As a whole, I can’t really position those “gadgets”, as the artists refer to the designed artefacts, waving between simulacra of personal technology or objects of desire, or, more simply put, slot machines for art-goers. They are works “that can be understood as artsy gadgets or refer to personal electronics. We presented the exhibition as a parody of high-end gadget showrooms, where we asked visitors to interact with the presented objects while questioning their everyday engagement with technology. One factor that very much influences someone’s attitude towards a device is whether they can afford it or not. Within an exhibition, this creates an interesting conflict, as many people don’t enter a gallery to acquire an artwork, they enter to experience it.”4
As artists working with technology, we can explore the most poetic horizons of this endeavour, but we should not shy away from scrutinising it from within. Despite not delving full-on into their inquiry, I feel the ALOES are on a swing, floating between those postures. And I like their dancing.

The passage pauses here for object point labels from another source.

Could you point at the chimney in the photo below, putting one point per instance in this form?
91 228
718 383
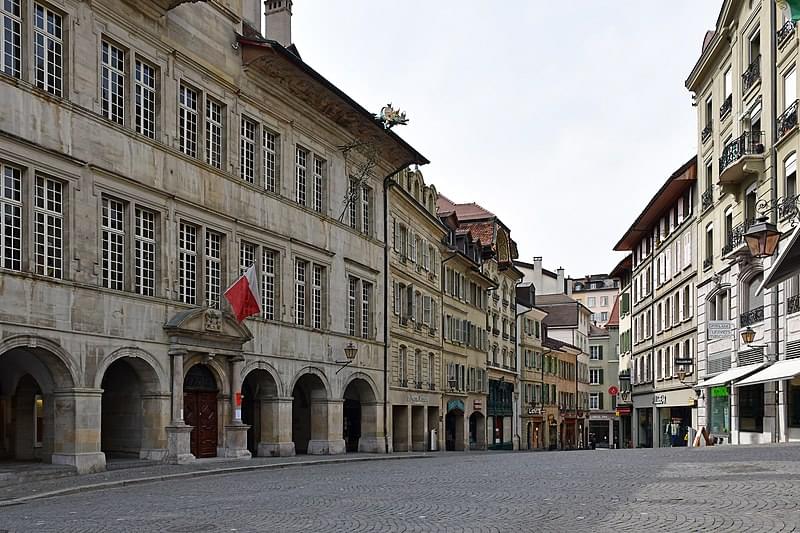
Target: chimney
278 20
251 13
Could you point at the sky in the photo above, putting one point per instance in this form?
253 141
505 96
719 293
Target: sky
562 118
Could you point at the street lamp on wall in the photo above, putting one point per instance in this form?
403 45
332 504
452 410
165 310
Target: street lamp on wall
762 238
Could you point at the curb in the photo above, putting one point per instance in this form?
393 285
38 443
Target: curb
198 473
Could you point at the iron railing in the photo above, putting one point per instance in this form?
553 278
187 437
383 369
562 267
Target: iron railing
784 34
752 74
726 107
752 316
749 143
707 199
787 120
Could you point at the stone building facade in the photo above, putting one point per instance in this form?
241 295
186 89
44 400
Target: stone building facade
155 152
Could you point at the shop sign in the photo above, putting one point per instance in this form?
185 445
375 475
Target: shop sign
719 329
719 392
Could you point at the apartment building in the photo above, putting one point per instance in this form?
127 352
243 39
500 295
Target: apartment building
148 160
663 242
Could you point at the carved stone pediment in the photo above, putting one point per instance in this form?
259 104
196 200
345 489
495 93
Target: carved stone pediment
207 327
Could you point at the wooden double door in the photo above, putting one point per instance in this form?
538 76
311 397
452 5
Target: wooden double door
200 412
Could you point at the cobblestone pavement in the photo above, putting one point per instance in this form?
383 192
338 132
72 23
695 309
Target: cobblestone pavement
708 489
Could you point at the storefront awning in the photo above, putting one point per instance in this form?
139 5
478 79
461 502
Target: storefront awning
786 369
786 265
726 377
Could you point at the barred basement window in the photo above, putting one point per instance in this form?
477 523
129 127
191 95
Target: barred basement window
268 277
11 218
187 263
113 78
187 122
300 292
11 38
145 99
300 175
214 132
48 45
213 283
271 161
145 251
113 244
247 150
48 227
366 323
319 180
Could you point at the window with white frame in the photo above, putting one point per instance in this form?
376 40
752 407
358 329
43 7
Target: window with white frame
48 49
318 191
113 242
188 107
271 150
11 218
11 38
146 98
187 263
49 227
247 150
269 283
112 97
213 273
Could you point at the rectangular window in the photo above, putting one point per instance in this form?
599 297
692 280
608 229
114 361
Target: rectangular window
300 175
187 123
269 277
48 44
366 299
49 227
187 263
319 181
213 269
300 292
11 42
146 99
316 296
11 218
214 132
271 160
113 244
113 80
247 150
145 252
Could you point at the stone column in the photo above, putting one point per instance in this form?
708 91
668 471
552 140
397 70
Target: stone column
76 435
235 440
276 428
179 449
326 427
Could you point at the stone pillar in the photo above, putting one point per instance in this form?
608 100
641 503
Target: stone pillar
76 432
326 427
235 439
276 428
155 418
371 440
179 449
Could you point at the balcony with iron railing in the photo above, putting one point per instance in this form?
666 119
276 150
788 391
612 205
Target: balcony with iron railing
706 133
725 108
752 75
752 316
742 157
785 34
707 199
788 120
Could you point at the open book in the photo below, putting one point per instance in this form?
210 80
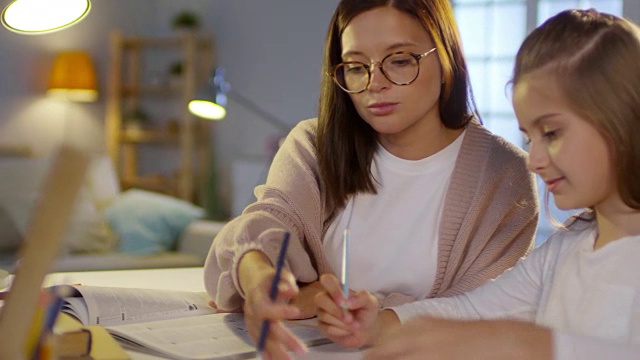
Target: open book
172 324
106 306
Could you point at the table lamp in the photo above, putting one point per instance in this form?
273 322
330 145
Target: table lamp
210 101
43 16
73 77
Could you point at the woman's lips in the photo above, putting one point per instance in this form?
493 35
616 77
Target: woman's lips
381 109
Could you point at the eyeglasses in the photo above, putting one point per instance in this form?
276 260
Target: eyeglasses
401 68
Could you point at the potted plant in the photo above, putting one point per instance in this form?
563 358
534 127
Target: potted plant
185 20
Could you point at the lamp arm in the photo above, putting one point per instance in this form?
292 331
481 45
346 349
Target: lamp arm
245 102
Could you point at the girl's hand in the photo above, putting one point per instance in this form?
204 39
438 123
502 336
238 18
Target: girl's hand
258 307
349 322
441 339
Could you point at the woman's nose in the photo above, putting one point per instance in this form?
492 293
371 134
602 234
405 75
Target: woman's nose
378 80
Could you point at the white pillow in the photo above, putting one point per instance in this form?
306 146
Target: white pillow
20 187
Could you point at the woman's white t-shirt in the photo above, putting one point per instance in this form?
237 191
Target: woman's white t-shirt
394 233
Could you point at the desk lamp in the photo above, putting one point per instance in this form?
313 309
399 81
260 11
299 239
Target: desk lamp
210 102
73 77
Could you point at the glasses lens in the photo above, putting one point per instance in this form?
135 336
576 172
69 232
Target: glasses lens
352 76
401 69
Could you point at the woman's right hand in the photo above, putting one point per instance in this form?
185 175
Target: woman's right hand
256 276
351 322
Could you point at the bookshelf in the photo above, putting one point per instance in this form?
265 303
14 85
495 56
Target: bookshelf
166 150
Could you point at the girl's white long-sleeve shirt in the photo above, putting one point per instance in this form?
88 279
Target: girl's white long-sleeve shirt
591 299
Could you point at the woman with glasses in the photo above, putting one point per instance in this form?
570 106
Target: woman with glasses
433 203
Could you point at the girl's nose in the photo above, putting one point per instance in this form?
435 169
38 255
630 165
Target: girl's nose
538 158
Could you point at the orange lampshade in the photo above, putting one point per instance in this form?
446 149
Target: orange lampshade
73 77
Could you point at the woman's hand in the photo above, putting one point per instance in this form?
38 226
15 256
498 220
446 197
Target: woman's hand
440 339
351 322
305 300
256 276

They created a space where visitors felt free to experiment, play around, and explore, where there was no “correct” way of approaching the work. In fact, “we hope visitors find ways to engage with it that we never imagined.” They intend to question the role of personal electronics in our daily lives and personal interactions. “A large amount of communication is influenced by the technological device we use to establish contact. What would happen if certain devices function counter-intuitively, or if more playful elements are added into its interface design, or if the device doesn’t communicate?”.
I think I know what is happening here: the reason behind it, the process and means of realization, and the artistic decisions made. And yet, or better said, “for this”, I am teleported to thoughts about the “work”: the very superposition of effort, material condition, time, and investment put into the realisation of this exhibition. It is TICK.
I am perplexed about the decision to make objects to show how our relationship with other and personal objects is idiotic. In other words, do we still need to create things to point out how we should not make things? Probably yes.
As artists working with technology, we can explore the most poetic horizons of this endeavour, but we should not shy away from scrutinising it from within. Despite not delving full-on into their inquiry, I feel the ALOES are on a swing, floating between those postures. And I like their dancing. Media art, whether archaeological or “new media”, posits a reflection on the impact of technology on an individual and societal level. It acts as a mirror, partially damaged or shattered, where the mediation of technology needs to become opaque as opposed to interfaces that claim to be transparent and tunnel us through the functionality directly. In the moment of brokenness, the interface exposes itself, manifests its presence, and can be looked at for what it is. Breaking, hacking, appropriating, and even remaking are artistic gestures willing to creatively expose the problematic relationship between devices, technological infrastructures, and centralized platforms.